La révolution apporta des changements qui furent les bienvenus. Par exemple, le gouvernement provisoire des militaires annonça le rétablissement immédiat des libertés individuelles fondamentales, qui avaient été supprimées en 1926. Le 29 août 1974, on promulgua une loi qui accordait le droit de se réunir librement sans permission spéciale.
Les témoins de Jéhovah se sont vivement réjouis quand ils ont appris cette nouvelle. Ils organisèrent au Palais des Sports de l’université de Lisbonne une assemblée qui groupait quelques congrégations. Il y eut 1 211 assistants. Dix-sept assemblées du même genre furent ensuite rapidement organisées dans des lieux de réunion publics. Au total, 29 664 personnes écoutèrent le discours public. Puis, comme nous l’avons déjà dit, en décembre, les témoins portugais se réunirent en grand nombre avec des milliers de personnes bien disposées lors des deux assemblées spéciales organisées à l’occasion du passage de deux représentants itinérants de la Société Watch Tower.
Pour les témoins de Jéhovah, c’était un changement bien agréable. La police ne s’opposait plus à eux ; elle les protégeait. Récemment, un homme violent essaya d’interrompre une réunion. Les témoins firent alors appel à la police. Quelle joie pour eux d’entendre le chef de la police leur répondre : “Vous rendez-vous compte ? Sous l’ancien régime, on nous ordonnait de vous persécuter. Maintenant nous devons vous protéger. À votre prochaine réunion, j’enverrai deux agents pour qu’ils montent la garde devant la Salle du Royaume.”

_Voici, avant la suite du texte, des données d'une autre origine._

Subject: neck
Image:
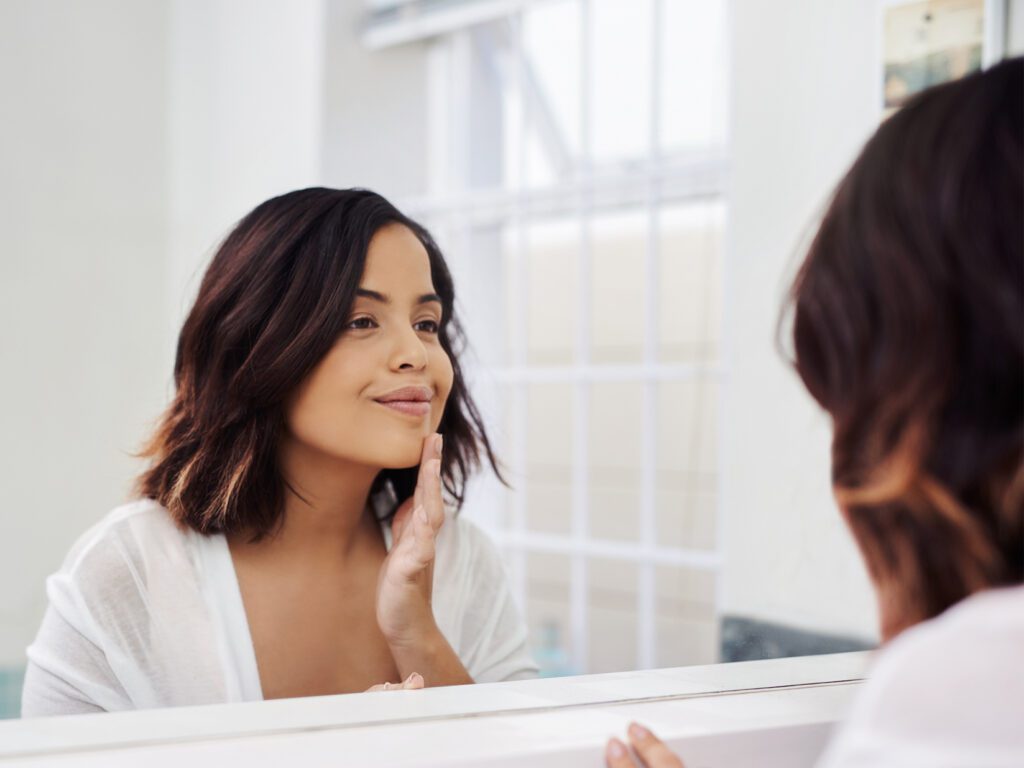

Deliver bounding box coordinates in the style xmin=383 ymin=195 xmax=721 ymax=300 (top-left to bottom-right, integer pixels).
xmin=269 ymin=433 xmax=382 ymax=558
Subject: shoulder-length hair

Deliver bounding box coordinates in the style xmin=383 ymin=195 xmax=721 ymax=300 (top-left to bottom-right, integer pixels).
xmin=137 ymin=188 xmax=503 ymax=539
xmin=785 ymin=58 xmax=1023 ymax=639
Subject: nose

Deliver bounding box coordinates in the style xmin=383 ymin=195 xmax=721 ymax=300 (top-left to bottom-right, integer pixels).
xmin=388 ymin=324 xmax=428 ymax=372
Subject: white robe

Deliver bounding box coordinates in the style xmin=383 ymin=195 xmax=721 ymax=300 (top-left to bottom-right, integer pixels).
xmin=817 ymin=584 xmax=1024 ymax=767
xmin=22 ymin=498 xmax=538 ymax=716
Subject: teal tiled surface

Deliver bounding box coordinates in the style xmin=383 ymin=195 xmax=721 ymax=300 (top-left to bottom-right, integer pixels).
xmin=0 ymin=666 xmax=24 ymax=719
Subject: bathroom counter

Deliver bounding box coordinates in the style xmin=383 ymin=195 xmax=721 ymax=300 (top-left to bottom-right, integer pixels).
xmin=0 ymin=651 xmax=869 ymax=767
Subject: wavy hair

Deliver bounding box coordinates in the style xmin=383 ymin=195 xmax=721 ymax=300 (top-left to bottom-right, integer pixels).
xmin=137 ymin=188 xmax=503 ymax=539
xmin=785 ymin=59 xmax=1024 ymax=638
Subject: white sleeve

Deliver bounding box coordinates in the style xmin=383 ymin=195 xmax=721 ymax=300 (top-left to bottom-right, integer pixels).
xmin=440 ymin=518 xmax=539 ymax=683
xmin=21 ymin=572 xmax=133 ymax=717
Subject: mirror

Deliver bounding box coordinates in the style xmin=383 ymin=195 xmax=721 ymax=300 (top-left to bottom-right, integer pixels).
xmin=9 ymin=0 xmax=1012 ymax=720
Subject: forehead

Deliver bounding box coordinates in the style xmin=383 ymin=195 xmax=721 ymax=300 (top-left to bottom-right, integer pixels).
xmin=361 ymin=224 xmax=434 ymax=290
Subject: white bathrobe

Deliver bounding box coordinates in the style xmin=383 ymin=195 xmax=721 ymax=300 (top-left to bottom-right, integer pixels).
xmin=22 ymin=498 xmax=538 ymax=716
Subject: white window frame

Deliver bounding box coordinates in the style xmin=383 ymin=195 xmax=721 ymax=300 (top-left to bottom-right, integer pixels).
xmin=396 ymin=0 xmax=731 ymax=674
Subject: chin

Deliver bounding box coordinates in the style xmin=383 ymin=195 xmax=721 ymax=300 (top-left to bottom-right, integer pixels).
xmin=377 ymin=437 xmax=429 ymax=470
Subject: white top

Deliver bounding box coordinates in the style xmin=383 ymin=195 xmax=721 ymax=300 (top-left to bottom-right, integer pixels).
xmin=818 ymin=584 xmax=1024 ymax=767
xmin=21 ymin=498 xmax=538 ymax=717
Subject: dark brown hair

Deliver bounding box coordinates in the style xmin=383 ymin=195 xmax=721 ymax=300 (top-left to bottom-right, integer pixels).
xmin=138 ymin=188 xmax=503 ymax=539
xmin=787 ymin=58 xmax=1024 ymax=639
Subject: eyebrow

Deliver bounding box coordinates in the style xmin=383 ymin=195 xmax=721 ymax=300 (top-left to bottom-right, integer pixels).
xmin=356 ymin=288 xmax=442 ymax=306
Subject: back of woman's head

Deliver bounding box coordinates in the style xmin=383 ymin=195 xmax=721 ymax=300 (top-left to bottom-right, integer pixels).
xmin=788 ymin=58 xmax=1024 ymax=638
xmin=138 ymin=187 xmax=499 ymax=539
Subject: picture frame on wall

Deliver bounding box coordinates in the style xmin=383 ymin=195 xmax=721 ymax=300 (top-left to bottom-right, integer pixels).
xmin=879 ymin=0 xmax=1007 ymax=114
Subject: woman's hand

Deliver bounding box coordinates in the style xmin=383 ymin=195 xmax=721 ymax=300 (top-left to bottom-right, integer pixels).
xmin=365 ymin=672 xmax=424 ymax=693
xmin=376 ymin=433 xmax=446 ymax=650
xmin=605 ymin=723 xmax=685 ymax=768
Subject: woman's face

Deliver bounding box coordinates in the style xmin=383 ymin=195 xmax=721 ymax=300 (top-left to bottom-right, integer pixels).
xmin=284 ymin=223 xmax=454 ymax=469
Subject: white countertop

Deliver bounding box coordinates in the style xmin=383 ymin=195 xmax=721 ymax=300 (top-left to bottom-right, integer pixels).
xmin=0 ymin=652 xmax=870 ymax=767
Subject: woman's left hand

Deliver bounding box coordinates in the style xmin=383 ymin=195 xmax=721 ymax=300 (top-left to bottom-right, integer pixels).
xmin=605 ymin=723 xmax=685 ymax=768
xmin=376 ymin=433 xmax=446 ymax=649
xmin=364 ymin=672 xmax=425 ymax=693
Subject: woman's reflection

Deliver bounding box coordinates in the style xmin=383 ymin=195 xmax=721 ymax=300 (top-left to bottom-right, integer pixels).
xmin=21 ymin=189 xmax=537 ymax=716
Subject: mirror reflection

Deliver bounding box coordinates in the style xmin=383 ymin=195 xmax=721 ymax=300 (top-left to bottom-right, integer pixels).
xmin=5 ymin=0 xmax=1018 ymax=721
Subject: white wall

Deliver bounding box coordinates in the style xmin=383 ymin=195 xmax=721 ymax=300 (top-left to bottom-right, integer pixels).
xmin=166 ymin=0 xmax=431 ymax=332
xmin=722 ymin=0 xmax=881 ymax=639
xmin=0 ymin=0 xmax=170 ymax=665
xmin=166 ymin=0 xmax=327 ymax=336
xmin=0 ymin=0 xmax=435 ymax=671
xmin=321 ymin=1 xmax=430 ymax=199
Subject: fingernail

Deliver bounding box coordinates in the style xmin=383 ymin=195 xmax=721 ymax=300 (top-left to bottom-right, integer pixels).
xmin=435 ymin=434 xmax=443 ymax=457
xmin=628 ymin=723 xmax=650 ymax=741
xmin=417 ymin=505 xmax=428 ymax=524
xmin=606 ymin=739 xmax=626 ymax=759
xmin=408 ymin=672 xmax=423 ymax=686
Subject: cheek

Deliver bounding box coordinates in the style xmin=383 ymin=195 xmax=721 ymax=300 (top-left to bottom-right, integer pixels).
xmin=286 ymin=350 xmax=363 ymax=437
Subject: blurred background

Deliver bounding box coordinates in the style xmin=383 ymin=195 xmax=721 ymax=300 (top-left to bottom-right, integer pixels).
xmin=2 ymin=0 xmax=1021 ymax=718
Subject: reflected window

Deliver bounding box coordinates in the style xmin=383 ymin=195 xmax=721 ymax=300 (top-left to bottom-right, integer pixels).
xmin=397 ymin=0 xmax=729 ymax=676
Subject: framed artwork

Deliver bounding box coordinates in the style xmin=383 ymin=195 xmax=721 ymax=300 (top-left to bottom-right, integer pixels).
xmin=879 ymin=0 xmax=1007 ymax=113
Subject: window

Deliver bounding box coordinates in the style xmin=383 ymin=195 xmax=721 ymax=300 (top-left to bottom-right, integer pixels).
xmin=388 ymin=0 xmax=729 ymax=675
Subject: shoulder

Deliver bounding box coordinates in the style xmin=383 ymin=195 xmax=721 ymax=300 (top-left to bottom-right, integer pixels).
xmin=824 ymin=586 xmax=1024 ymax=765
xmin=432 ymin=513 xmax=512 ymax=605
xmin=867 ymin=584 xmax=1024 ymax=707
xmin=53 ymin=499 xmax=195 ymax=600
xmin=435 ymin=513 xmax=505 ymax=571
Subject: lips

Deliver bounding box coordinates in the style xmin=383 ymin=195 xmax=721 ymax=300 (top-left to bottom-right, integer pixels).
xmin=373 ymin=386 xmax=434 ymax=418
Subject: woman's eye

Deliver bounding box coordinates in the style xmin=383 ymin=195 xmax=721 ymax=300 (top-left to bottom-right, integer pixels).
xmin=347 ymin=317 xmax=377 ymax=330
xmin=415 ymin=319 xmax=440 ymax=334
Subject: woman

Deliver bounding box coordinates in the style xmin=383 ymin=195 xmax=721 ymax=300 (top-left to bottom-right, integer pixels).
xmin=605 ymin=57 xmax=1023 ymax=767
xmin=22 ymin=188 xmax=537 ymax=715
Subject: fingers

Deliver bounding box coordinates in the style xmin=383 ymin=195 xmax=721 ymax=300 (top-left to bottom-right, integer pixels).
xmin=413 ymin=433 xmax=435 ymax=513
xmin=403 ymin=672 xmax=424 ymax=689
xmin=409 ymin=504 xmax=437 ymax=567
xmin=414 ymin=434 xmax=445 ymax=529
xmin=388 ymin=504 xmax=437 ymax=582
xmin=625 ymin=723 xmax=684 ymax=768
xmin=605 ymin=738 xmax=639 ymax=768
xmin=392 ymin=434 xmax=445 ymax=551
xmin=424 ymin=458 xmax=444 ymax=529
xmin=365 ymin=673 xmax=424 ymax=693
xmin=391 ymin=497 xmax=415 ymax=543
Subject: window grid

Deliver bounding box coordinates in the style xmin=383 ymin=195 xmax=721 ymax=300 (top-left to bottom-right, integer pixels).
xmin=571 ymin=0 xmax=593 ymax=673
xmin=408 ymin=0 xmax=728 ymax=675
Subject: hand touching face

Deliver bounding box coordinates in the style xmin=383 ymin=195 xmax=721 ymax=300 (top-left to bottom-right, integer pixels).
xmin=376 ymin=433 xmax=446 ymax=648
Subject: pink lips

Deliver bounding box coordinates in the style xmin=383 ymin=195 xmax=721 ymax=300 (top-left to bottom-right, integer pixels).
xmin=374 ymin=385 xmax=434 ymax=418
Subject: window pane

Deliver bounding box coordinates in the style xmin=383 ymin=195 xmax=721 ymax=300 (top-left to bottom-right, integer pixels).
xmin=656 ymin=377 xmax=717 ymax=550
xmin=656 ymin=486 xmax=716 ymax=552
xmin=525 ymin=381 xmax=573 ymax=535
xmin=655 ymin=564 xmax=718 ymax=667
xmin=590 ymin=0 xmax=653 ymax=162
xmin=588 ymin=381 xmax=643 ymax=542
xmin=660 ymin=0 xmax=727 ymax=152
xmin=658 ymin=202 xmax=724 ymax=363
xmin=589 ymin=558 xmax=638 ymax=672
xmin=525 ymin=552 xmax=576 ymax=677
xmin=521 ymin=216 xmax=579 ymax=365
xmin=591 ymin=209 xmax=646 ymax=363
xmin=459 ymin=224 xmax=506 ymax=367
xmin=517 ymin=0 xmax=582 ymax=189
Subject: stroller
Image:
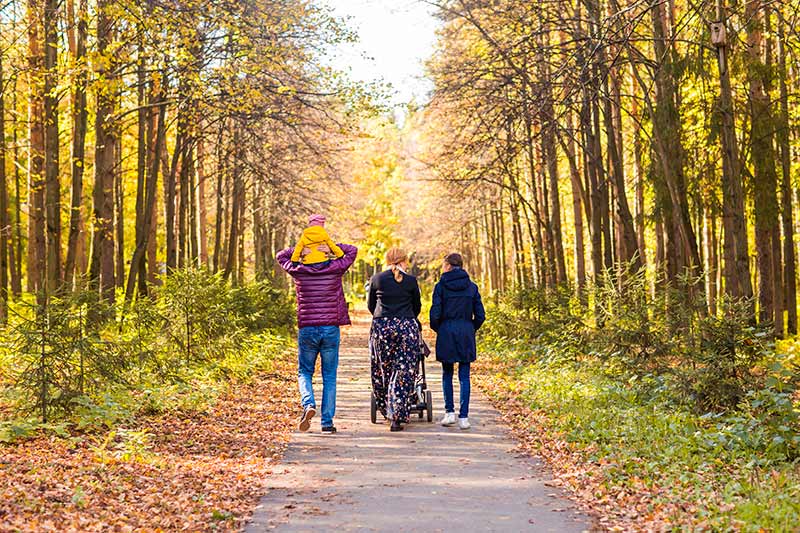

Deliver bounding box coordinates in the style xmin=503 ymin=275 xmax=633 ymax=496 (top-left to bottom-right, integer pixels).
xmin=370 ymin=339 xmax=434 ymax=424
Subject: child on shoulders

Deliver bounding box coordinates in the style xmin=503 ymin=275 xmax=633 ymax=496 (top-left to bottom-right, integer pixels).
xmin=291 ymin=214 xmax=344 ymax=265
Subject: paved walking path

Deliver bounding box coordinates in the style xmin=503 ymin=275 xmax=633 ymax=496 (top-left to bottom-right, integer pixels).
xmin=246 ymin=311 xmax=593 ymax=533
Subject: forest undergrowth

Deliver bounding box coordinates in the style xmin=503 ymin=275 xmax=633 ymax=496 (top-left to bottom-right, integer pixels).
xmin=478 ymin=275 xmax=800 ymax=531
xmin=0 ymin=270 xmax=298 ymax=531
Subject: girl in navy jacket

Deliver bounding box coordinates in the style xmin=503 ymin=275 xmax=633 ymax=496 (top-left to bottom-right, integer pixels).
xmin=430 ymin=253 xmax=485 ymax=429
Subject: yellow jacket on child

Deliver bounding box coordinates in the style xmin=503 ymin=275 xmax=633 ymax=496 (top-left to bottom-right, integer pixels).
xmin=291 ymin=226 xmax=345 ymax=264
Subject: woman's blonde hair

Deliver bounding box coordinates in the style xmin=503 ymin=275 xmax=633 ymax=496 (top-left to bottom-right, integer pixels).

“VOTRE DIEU DOIT ÊTRE DIFFÉRENT”
La Bible donne ce conseil aux chrétiens : “Ayez toujours une belle conduite parmi les nations, afin (...) qu’elles en viennent à glorifier Dieu au jour de son inspection, à cause de vos belles œuvres dont elles sont témoins oculaires.” (I Pierre 2:12). La conduite des témoins de Jéhovah est-elle aussi “belle” ?
Un fanatique de football, qui resta toute la journée du 22 décembre au stade de Lisbonne, fit ce commentaire : “C’est merveilleux ! Le matin, pendant le match de football, il a fallu 30 agents de police pour maintenir l’ordre, alors qu’il n’y avait que 5 000 spectateurs. La police a même dû arrêter un spectateur excité qui voulait attaquer l’arbitre. Mais l’après-midi on n’a pas vu un seul agent, alors qu’il y avait près de 40 000 personnes. Il n’y a pas eu la moindre agitation.”
La femme d’un des gardiens du stade déclara : “Pensez donc ! quand ils ont nettoyé le stade, ils ont même enlevé les ordures que j’avais mises le matin devant ma porte. Je n’avais jamais vu des gens travailler ensemble comme cela, sans problème et sans la moindre histoire.”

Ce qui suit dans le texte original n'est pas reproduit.